Two Dallas area airports may receive emergency state transportation funds in an effort to stave off the effects of federal sequestration, the Texas Department of Transportation announced Wednesday night. The funds – a combined $7 million for airports statewide, according to TxDOT spokesman Mark Cross – still need to be voted on by the Texas Transportation Commission. Cross did not immediately know the funding amounts for Dallas Executive and Collin County Regional airports, the two Dallas-area airports that would be buoyed.

Fort Worth Spinks and Grand Prairie Municipal don’t need the emergency funds as their funding is safe through September, Cross said.

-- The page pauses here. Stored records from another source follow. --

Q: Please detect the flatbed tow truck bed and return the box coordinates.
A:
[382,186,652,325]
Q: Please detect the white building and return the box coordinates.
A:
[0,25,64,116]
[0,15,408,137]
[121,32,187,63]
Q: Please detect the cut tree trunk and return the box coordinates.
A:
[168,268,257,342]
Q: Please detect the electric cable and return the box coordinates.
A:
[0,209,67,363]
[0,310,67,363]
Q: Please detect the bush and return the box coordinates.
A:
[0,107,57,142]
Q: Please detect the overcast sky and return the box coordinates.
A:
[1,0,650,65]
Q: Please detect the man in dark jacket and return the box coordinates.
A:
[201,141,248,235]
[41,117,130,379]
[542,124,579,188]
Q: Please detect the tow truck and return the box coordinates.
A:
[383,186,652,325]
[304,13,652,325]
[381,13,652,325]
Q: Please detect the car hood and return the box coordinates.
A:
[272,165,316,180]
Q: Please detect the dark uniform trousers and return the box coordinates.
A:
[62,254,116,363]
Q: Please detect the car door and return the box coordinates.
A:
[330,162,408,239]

He did not know the exact reason for the differentiation. New Braunfels, Brownsville, Easterwood Field College Station, TSTC Waco, Lone Star Executive Houston, Georgetown Muni, San Marcos Muni, Sugarland Regional, Stinson Muni San Antonio, Tyler Pounds Regional and Victoria Regional would also receive funds, if approved.

“Safety is the primary reason we felt a need to take immediate action for the air travelers and business aircraft that use these airports,” said Fred Underwood, Texas Transportation commissioner, in a statement. “I am proud of our leaders for taking this extraordinary measure to ensure that those relying on these municipal airports will be able to depart and arrive safely and efficiently.”

Control towers at Dallas Executive and Collin County Regional were expected to shut down April 7, the Morning News reported last week. The emergency request came at the behest of Governor Rick Perry.

“While President Obama has chosen to make sequestration as painful as possible, I cannot with good conscience allow him to put his political agenda ahead of public safety,” Perry said in a letter to state Transportation Commission chairman Ted Houghton, according to the American- Statesman.